What's Google Worth?
I opened this blog, exactly three months and 250 posts ago, asking, “Why Did Google Pop?” (with a second post on the topic as well.)
Nudecybot has two fascinating posts on Google today. The first is on Google bias, the second on gmail, and the fact that it now actually secures your email (way to go, Google!).
In the first, he claims that Google is overvalued. Google has a market cap of around 45 Billion dollars, on revenues of 2.6 Billion, and an EBITDA of 500 million.
There are two basic ways to value a company. The first is the discounted value of its anticipated cash flow. (Discounted means that jam today is worth more than jam tomorrow, and I should sell you jam tomorrow at a slightly lower price, because I get the money earlier, and can make use of it. On a broader level, having $100 in hand today is worth more than $100 in hand a year from now, and the amount you’d pay to get $100 next year (about $98 at today’s interest rates) is called the discounted value. So the discounted value of a company’s expected cash flow means that a company is worth what it’s going to bring in over time, adjusted for the fact that you’ll get that money over time, and the risk that the money won’t come in.
The second way to value a company is the replacement value of its assets. This means that a company is worth what it would cost to build the same thing. This method is harder to use. In Google’s case, it requires figuring the value of several notoriously hard-to-value assets. One is brand. I visit Google an average of 15 times a day. Google’s ease of use is amazing. You could spend a lot of time and energy and not get it as right as they’ve gotten it. (I’ll make an exception for gmail, which I really don’t like. I like mail to be lightning fast, because I get a lot of it, and hate waiting. Gmail now has secure POP servers, so I can use my own tools. I’ll be interested to see how or if they advertise over POP.) The second really hard to value asset is Google’s staff. Google has collected an amazingly smart set of people on the technical side, and they seem to figure out how to make money from the stuff those folks invent. The third non-obvious asset is the ability to run a 100,000 node server farm on the cheap. Moore’s law has lead to operations costs dominating hardware costs, and running a network cheaply is very hard.
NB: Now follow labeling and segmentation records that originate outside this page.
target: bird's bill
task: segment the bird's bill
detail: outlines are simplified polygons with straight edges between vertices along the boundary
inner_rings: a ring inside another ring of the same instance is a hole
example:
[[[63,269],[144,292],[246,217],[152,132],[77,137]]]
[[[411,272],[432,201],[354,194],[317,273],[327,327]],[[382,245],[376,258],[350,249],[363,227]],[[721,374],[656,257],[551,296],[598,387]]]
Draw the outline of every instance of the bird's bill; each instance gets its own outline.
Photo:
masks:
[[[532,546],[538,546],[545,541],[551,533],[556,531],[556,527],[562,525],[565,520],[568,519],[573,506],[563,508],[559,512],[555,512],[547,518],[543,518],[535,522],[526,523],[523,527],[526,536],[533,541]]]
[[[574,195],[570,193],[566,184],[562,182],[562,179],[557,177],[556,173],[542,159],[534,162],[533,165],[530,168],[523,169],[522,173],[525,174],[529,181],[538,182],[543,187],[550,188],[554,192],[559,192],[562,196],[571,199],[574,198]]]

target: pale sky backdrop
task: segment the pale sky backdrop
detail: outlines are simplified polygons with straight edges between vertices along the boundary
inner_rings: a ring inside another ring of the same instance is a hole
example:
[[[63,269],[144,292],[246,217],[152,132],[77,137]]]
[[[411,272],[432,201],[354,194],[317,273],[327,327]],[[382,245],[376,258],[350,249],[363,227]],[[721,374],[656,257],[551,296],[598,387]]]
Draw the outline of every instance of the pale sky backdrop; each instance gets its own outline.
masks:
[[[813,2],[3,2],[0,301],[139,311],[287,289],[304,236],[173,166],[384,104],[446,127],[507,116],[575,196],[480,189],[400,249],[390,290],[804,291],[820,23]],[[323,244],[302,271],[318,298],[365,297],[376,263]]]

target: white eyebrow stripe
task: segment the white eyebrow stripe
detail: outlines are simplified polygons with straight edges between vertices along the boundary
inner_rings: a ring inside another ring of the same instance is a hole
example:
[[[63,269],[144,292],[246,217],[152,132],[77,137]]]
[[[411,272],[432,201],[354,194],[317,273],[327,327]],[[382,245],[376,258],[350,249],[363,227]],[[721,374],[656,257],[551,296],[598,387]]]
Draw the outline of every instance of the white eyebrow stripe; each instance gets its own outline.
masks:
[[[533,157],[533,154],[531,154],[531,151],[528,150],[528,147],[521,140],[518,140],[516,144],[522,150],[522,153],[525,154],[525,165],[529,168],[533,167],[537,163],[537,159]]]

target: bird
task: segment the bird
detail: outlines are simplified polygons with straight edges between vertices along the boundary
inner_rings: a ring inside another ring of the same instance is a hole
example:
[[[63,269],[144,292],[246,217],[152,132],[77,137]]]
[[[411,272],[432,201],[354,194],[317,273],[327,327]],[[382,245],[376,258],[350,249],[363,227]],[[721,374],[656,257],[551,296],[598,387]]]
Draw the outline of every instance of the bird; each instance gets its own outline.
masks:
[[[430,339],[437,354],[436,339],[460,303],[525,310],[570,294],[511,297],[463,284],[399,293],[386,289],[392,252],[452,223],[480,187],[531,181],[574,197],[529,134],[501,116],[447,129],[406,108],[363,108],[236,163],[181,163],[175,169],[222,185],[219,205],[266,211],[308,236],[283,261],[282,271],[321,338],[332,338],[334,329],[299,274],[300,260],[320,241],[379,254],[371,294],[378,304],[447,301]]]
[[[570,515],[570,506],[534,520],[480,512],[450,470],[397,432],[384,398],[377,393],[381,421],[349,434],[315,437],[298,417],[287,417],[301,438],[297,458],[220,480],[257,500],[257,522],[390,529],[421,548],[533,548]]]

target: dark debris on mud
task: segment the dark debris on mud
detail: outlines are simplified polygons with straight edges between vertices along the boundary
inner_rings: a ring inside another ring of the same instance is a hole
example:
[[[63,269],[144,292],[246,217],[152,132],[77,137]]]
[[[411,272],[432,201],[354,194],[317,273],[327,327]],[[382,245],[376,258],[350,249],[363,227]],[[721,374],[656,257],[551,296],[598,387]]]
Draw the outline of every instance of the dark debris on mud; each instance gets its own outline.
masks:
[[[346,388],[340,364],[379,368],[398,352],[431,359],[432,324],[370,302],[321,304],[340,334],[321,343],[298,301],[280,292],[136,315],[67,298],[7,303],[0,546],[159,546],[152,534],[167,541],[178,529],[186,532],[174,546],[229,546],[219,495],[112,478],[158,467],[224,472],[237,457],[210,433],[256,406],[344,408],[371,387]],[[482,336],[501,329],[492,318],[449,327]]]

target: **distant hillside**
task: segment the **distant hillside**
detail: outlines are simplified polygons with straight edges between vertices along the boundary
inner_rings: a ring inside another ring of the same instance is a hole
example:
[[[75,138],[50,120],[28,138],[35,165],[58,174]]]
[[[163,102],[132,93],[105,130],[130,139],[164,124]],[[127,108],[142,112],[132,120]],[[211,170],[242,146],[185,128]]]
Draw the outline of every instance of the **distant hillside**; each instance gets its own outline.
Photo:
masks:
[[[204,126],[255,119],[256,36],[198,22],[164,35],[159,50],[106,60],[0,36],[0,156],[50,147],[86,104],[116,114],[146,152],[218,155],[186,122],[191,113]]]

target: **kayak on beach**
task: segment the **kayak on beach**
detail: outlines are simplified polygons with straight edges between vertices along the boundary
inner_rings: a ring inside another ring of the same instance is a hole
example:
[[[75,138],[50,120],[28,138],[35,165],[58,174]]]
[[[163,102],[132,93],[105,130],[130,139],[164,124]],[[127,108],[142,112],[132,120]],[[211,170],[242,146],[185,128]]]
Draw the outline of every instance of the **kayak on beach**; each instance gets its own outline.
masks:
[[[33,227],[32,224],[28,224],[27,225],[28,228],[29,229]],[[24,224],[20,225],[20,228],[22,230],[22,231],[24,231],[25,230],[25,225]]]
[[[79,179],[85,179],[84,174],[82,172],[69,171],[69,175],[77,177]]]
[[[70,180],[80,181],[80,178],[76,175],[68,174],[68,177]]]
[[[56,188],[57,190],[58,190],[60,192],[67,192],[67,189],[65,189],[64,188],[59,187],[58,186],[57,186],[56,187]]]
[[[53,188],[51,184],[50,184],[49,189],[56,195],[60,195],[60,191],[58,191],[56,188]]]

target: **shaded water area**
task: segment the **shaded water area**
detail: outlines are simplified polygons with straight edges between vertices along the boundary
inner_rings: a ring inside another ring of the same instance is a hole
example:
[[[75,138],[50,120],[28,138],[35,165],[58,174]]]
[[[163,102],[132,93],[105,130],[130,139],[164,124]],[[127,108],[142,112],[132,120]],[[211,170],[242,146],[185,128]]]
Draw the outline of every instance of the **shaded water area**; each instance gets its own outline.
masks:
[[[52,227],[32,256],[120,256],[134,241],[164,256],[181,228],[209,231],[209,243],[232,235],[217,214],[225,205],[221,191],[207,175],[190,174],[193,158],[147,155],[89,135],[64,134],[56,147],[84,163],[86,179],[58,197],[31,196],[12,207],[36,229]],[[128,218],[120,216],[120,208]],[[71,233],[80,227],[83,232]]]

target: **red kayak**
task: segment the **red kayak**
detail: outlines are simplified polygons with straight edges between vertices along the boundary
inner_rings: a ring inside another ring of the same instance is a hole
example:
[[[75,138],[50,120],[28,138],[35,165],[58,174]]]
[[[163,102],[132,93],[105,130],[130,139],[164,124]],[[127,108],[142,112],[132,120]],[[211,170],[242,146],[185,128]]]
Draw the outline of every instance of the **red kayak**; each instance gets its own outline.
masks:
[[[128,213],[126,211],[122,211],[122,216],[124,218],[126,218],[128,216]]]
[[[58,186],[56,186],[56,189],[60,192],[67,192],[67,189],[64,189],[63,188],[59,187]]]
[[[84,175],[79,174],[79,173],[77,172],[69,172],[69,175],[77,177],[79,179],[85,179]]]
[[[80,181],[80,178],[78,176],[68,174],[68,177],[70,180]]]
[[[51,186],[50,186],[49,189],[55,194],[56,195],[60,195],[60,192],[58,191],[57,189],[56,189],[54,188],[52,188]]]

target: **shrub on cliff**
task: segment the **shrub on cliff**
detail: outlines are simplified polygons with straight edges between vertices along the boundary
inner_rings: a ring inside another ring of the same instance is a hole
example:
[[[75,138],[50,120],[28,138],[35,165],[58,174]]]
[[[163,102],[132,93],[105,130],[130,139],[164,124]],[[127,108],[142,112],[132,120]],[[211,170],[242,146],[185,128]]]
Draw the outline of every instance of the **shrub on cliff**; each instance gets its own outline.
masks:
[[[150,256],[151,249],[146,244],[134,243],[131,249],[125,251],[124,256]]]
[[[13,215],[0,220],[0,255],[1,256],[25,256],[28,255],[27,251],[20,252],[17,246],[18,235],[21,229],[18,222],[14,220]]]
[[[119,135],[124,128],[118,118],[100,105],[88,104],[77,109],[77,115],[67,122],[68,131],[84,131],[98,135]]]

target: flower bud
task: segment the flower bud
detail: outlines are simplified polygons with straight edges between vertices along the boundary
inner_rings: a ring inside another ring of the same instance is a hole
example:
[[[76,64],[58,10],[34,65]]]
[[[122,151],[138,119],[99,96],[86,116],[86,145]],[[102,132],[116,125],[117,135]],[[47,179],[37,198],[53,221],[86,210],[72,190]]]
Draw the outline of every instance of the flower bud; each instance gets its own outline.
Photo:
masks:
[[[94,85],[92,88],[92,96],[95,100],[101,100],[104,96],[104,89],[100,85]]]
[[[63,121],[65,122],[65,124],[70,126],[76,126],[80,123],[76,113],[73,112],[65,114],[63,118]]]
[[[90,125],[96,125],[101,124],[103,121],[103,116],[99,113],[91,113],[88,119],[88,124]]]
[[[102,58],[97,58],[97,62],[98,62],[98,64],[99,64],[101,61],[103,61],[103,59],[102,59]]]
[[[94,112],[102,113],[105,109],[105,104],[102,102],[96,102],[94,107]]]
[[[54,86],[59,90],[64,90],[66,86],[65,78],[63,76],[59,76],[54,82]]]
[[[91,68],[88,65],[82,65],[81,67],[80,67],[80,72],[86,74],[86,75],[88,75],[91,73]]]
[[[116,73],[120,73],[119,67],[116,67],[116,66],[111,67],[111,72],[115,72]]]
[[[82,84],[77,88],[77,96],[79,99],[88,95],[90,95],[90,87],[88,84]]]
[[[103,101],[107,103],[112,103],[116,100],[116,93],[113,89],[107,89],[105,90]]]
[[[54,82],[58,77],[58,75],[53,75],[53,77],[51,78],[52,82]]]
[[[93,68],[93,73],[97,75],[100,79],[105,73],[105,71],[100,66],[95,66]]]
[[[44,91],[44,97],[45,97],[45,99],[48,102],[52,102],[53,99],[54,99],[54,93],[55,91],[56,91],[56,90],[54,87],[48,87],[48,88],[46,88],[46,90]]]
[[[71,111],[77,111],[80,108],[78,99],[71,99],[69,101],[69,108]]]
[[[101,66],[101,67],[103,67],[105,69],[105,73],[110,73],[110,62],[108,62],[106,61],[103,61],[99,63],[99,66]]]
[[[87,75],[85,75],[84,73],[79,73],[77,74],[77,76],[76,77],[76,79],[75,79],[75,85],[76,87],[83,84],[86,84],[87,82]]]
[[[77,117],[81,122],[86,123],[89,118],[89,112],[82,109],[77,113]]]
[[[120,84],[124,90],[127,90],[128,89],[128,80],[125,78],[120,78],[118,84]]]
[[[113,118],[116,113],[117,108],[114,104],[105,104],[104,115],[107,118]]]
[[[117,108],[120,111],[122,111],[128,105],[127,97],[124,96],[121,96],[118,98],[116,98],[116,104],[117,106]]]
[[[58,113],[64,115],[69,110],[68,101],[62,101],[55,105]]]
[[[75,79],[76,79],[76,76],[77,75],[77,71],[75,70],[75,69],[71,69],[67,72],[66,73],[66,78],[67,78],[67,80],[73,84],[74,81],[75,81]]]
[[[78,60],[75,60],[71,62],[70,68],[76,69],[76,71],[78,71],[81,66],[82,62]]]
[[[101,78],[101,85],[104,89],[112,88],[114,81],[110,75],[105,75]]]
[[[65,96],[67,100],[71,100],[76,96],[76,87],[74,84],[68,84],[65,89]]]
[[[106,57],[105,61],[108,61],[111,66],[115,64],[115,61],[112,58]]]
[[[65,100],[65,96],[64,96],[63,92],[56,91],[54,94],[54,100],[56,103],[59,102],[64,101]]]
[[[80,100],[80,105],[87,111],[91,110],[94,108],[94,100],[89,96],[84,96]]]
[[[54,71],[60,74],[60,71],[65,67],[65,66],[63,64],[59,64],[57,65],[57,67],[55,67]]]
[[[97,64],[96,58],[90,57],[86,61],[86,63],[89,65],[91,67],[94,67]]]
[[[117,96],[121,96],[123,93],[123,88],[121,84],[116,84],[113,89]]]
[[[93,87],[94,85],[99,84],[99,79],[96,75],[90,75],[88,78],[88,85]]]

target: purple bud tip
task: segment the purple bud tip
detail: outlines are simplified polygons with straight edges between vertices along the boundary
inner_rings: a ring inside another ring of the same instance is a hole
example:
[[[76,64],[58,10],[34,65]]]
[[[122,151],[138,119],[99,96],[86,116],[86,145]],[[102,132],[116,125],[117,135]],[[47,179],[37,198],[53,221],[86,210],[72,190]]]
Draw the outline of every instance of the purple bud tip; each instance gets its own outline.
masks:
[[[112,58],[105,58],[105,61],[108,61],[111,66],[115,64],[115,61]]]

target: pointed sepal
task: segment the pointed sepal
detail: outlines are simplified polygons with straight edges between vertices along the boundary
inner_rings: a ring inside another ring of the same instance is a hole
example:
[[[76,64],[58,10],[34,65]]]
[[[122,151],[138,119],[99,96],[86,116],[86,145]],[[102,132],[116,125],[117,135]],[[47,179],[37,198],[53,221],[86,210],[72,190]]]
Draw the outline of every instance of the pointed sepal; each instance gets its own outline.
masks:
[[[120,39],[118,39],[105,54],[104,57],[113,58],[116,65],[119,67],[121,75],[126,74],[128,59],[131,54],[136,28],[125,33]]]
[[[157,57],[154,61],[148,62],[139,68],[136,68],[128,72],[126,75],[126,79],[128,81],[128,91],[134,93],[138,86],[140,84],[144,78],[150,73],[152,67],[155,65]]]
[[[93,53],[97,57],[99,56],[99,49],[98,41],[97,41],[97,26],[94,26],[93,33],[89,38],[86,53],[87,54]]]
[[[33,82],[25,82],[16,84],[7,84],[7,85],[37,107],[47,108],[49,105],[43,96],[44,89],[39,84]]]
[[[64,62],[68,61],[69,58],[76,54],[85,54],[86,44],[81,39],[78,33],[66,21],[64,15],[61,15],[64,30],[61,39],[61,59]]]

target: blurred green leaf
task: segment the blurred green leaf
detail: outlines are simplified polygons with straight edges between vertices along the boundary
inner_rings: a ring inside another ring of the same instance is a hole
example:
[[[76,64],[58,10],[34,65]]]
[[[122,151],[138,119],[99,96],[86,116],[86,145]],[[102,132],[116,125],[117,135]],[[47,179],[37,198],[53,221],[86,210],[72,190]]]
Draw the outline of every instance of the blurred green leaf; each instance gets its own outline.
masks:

I think is rapidly depreciating as they add a mix of services. I’ve gotten tired of Orkut’s bad service, and Gmail sometimes gives me a come back later message. But I suspect that in the Gmail case they’ll fix it.
So, are these hard to value assets, plus the more obvious ones like Pagerank and a fast web service, worth $45 billion?
Nope not according to me. Or the founders judging by this:
http://www.siliconvalley.com/mld/siliconvalley/10227194.htm
I’m a big fan of smart people but in my (very direct) experience a high IQ/sqft ratio does not predict a company’s ability to succeed. But what am I saying? They already have succeeded with their exit strat…I mean IPO. At least things are looking good.
According to B2 (http://www.business2.com/b2/web/articles/0,17863,785557,00.html?promoid=rss),
Yahoo makes 80% of its revenue from advertising compared with 99% at Google. Methinks Google needs to start converting their newfound capital into a more diverse revenue stream. And it seems their plan of hiring smart people and emphasis on R&D is bearing some fruit judging by the interesting stuff coming from Google labs. Look to Gmail to help them generate some revenue with paid features that you will be able to add to an already impressive functionality.